Since I first began covering open source in 2005, it has been considered separate from the software mainstream. There were “proprietary” software companies like Microsoft (NASDAQ:MSFT) and Oracle (NYSE:ORCL), and there were “open source” software companies like Red Hat (NYSE:RHT) and Google (NASDAQ:GOOG). The split was always arbitrary and artificial. Microsoft and Oracle both contribute to open source projects; Red Hat and Google have always held some things back as proprietary.
So just as “Internet Commerce,” which I covered in the 1990s, became just “commerce” a decade later, so open source is being absorbed into the software mainstream.
A good example is Quest Software (NASDAQ:QSFT), an enterprise software company. It's usually placed on the proprietary side of the ledger, but has just joined a number of venture capitalists in an $11 million financing round on behalf of JasperSoft, an open source business intelligence software company.
Why? From a balance sheet point of view this is relative pocket change. Like many tech companies, it carries a lot of cash -- $285 million in this case -- relative to its total asset base of $1.6 billion.
Quest now stands in the way of any ambitions Red Hat might have to buy JasperSoft. But why should Red Hat be assumed to be the only suitor? Why couldn't Quest emerge as a buyer?
Quest has operations that touch on business intelligence, mainly around SQL Server, and buying JasperSoft might be a good fit, especially if it offered management some operational autonomy. Quest uses open source components in its products and is sponsor of the Sudo Project, part of its play in the fast-growing identity marketplace.

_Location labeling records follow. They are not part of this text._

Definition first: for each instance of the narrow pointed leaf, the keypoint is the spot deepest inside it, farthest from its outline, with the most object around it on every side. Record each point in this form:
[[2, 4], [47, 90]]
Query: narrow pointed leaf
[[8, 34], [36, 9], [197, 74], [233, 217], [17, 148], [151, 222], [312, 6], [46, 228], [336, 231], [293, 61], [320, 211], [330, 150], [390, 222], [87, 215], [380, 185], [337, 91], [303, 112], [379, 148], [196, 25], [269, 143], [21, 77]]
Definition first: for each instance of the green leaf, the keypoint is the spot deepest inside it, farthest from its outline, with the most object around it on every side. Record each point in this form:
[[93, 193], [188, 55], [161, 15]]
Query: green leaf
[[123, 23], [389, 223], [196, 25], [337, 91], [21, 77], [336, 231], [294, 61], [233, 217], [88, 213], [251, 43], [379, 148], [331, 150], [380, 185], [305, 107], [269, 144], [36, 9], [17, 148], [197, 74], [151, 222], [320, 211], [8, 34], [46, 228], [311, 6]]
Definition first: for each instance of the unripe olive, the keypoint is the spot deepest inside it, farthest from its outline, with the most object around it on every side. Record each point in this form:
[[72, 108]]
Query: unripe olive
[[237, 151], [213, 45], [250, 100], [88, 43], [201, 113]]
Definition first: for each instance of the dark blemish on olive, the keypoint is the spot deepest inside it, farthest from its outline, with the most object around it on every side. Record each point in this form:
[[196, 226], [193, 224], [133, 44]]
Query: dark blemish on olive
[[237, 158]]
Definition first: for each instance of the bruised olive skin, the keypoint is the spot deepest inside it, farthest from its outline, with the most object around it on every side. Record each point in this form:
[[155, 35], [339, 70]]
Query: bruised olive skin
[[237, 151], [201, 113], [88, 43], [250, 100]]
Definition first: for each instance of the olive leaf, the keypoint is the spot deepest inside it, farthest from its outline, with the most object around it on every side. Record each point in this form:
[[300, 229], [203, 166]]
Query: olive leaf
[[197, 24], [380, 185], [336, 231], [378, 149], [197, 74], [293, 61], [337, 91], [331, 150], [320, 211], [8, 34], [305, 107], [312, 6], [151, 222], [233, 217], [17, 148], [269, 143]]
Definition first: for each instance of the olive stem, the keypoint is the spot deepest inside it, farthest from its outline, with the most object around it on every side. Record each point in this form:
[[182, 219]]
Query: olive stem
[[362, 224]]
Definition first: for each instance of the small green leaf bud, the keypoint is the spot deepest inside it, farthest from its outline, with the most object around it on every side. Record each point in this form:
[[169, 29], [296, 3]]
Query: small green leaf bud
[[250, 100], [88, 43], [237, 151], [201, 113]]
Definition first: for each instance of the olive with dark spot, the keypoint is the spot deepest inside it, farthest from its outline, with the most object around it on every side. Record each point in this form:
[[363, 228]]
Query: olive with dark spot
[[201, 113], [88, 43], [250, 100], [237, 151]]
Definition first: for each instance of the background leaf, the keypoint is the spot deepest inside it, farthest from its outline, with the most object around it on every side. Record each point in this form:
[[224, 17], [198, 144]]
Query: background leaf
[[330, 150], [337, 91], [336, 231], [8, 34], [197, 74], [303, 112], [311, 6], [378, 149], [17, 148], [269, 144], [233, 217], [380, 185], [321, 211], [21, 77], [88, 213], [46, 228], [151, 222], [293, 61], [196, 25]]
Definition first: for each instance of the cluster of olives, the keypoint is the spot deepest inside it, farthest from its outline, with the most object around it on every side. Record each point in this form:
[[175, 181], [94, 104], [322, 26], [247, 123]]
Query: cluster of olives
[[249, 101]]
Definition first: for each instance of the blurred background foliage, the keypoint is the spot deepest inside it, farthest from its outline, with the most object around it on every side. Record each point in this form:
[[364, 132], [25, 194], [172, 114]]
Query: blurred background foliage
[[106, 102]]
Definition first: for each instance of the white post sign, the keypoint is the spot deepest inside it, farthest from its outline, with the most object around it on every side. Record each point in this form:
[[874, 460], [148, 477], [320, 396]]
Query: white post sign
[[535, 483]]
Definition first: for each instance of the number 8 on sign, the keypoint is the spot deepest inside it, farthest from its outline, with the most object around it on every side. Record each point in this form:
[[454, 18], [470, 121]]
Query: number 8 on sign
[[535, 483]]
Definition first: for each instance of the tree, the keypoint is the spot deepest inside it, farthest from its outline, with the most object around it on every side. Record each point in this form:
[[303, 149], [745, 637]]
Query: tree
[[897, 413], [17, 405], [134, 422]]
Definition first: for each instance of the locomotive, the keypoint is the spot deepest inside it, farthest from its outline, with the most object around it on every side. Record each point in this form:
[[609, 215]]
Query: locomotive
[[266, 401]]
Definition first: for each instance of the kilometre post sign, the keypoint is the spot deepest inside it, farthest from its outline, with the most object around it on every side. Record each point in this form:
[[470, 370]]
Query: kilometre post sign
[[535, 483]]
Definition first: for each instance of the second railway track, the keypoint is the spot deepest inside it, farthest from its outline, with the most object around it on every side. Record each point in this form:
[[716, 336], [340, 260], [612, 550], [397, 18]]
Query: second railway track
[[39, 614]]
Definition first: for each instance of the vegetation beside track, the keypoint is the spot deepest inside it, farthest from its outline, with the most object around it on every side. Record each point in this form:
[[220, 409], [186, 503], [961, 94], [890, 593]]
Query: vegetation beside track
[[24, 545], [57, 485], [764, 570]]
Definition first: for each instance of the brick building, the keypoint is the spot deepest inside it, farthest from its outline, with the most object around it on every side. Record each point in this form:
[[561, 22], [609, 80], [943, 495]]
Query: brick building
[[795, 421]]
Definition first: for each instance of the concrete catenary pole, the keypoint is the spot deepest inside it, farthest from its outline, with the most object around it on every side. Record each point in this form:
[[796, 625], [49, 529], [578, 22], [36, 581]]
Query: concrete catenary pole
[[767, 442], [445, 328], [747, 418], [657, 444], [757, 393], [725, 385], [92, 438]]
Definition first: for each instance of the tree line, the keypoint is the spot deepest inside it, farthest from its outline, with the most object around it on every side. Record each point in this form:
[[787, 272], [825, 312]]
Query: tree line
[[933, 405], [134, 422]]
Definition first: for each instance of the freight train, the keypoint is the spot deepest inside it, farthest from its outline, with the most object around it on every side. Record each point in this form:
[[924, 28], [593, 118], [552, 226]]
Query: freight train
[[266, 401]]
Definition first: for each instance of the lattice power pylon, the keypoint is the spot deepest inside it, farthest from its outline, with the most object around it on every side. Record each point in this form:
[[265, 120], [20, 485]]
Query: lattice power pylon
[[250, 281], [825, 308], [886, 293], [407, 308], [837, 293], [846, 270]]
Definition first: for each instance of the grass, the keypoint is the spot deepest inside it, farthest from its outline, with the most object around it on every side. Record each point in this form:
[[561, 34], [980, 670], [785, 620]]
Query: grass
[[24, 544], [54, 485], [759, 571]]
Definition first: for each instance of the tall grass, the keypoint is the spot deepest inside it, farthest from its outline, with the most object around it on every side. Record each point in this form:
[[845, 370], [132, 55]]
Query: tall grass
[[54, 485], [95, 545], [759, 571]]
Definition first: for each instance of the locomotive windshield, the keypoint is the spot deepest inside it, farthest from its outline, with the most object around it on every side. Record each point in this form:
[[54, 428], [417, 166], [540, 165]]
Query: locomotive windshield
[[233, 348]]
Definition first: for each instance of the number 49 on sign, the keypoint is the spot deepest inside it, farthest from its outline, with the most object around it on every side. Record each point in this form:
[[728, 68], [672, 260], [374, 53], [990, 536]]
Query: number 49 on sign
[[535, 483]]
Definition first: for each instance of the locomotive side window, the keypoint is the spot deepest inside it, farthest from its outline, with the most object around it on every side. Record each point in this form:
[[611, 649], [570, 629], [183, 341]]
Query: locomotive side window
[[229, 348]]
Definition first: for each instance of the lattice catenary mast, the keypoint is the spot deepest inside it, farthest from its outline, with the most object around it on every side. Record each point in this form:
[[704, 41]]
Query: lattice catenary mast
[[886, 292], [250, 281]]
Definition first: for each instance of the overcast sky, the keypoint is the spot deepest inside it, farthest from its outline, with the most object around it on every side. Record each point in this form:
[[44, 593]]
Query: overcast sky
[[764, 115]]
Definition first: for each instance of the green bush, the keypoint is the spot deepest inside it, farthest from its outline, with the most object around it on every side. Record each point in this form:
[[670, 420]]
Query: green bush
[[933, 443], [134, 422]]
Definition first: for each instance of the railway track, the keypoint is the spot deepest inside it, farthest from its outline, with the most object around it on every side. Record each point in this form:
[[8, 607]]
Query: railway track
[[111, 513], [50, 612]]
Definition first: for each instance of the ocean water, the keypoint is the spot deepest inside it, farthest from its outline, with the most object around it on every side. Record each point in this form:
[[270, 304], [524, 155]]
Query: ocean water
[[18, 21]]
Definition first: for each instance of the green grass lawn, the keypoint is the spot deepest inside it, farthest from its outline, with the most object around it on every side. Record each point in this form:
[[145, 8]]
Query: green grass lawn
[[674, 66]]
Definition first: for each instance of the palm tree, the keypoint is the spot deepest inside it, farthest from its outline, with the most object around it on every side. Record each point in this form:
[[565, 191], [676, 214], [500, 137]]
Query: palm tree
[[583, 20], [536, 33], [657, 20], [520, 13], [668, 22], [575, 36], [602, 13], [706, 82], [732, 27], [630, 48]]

Most analysts are negative on Quest, which has rolled over after nearly doubling in value between 2008 and late 2010. It will take strategic smarts for CEO Douglas Garn to turn that around, and who's to say open source wouldn't be a big part of it?
The point here goes beyond Quest. Don't look at open source or proprietary software when seeking investments in this space. Just look at software.
Disclosure: I have no positions in any stocks mentioned, and no plans to initiate any positions within the next 72 hours.